Variable out a dropdown menu item

Hello, I'm making a dropdown menu with about 5 choices from these choices I have 5 tables so if the user chooses "choice1" I want to insert data into table "choice1" so I made
a variable out of each option like

$table_choice_1=$_POST['choice1'];
$mysql="INSERT INTO $table_choice_1 (--etc etc)

I get this error every time:
Connection Succesful!You have an error in your SQL syntax; check the manual that corresponds to your MySQL server version for the right syntax to use near
I know the syntax is ok since i used it before but without trying to make a table variable. I'd appreaciate the help thank you.

we would need to see your code inorder to debug the problem

Hello, I'm making a dropdown menu with about 5 choices from these choices I have 5 tables so if the user chooses "choice1" I want to insert data into table "choice1" so I made
a variable out of each option like

$table_choice_1=$_POST['choice1'];
$mysql="INSERT INTO $table_choice_1 (--etc etc)

I get this error every time:
Connection Succesful!You have an error in your SQL syntax; check the manual that corresponds to your MySQL server version for the right syntax to use near
I know the syntax is ok since i used it before but without trying to make a table variable. I'd appreaciate the help thank you.

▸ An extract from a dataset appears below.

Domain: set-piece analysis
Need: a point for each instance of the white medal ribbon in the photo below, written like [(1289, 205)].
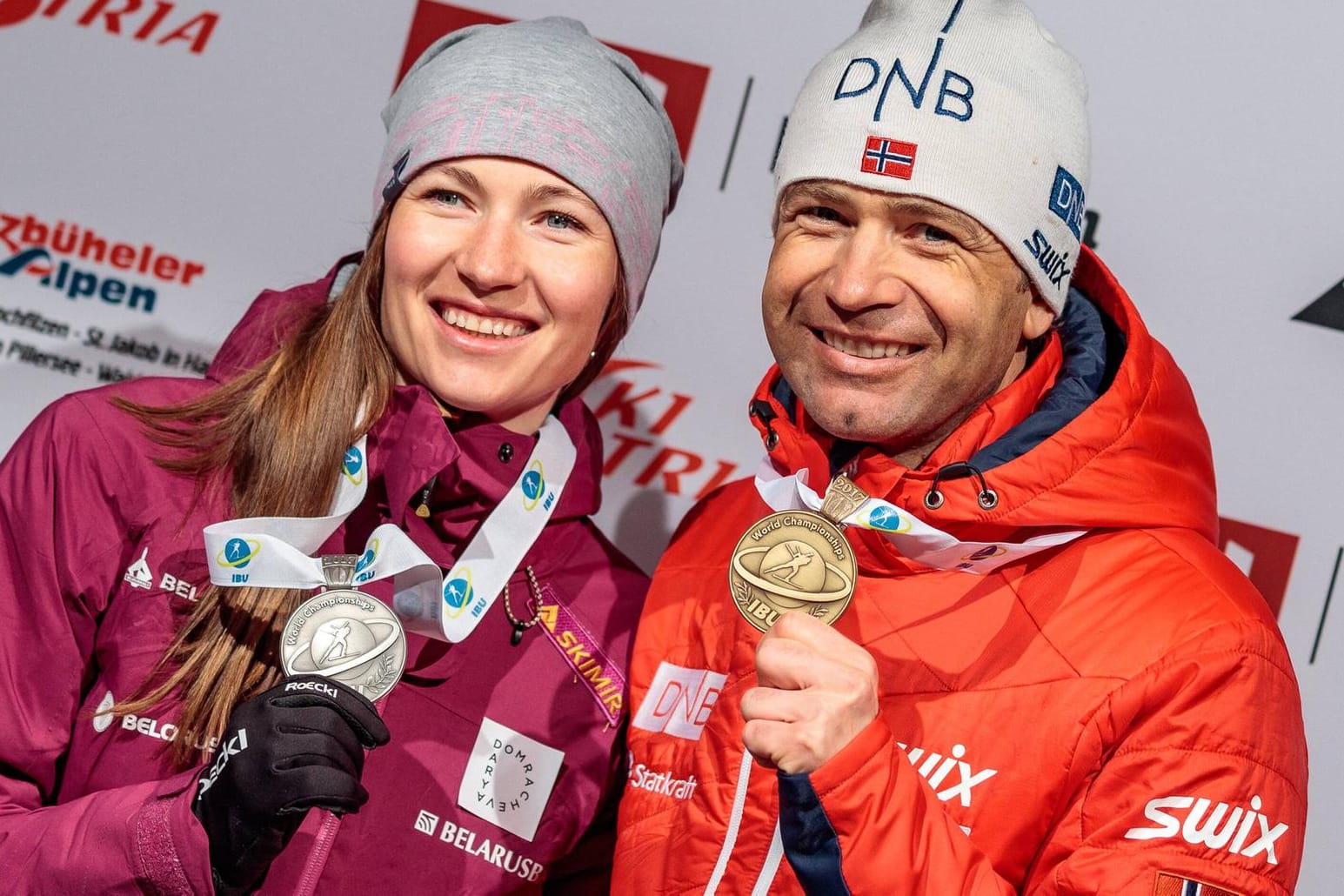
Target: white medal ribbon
[(914, 538), (274, 552)]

The most likely cause is that $_POST['choice1'] is empty, or some other value in the query is empty. Echo out the query just before you execute it to make sure it's completely correct.

It should be said, to avoid SQL injection you should always use mysql_real_escape_string(). Without that, your site is wide open to database injection.

Try puting the $table_choice_1 into single quotes!
'$table_choice_1'

Try puting the $table_choice_1 into single quotes!
'$table_choice_1'

it would most likely be ` rather than ' I would think, considering you're defining a table name. I could be wrong, though - you might be able to use both.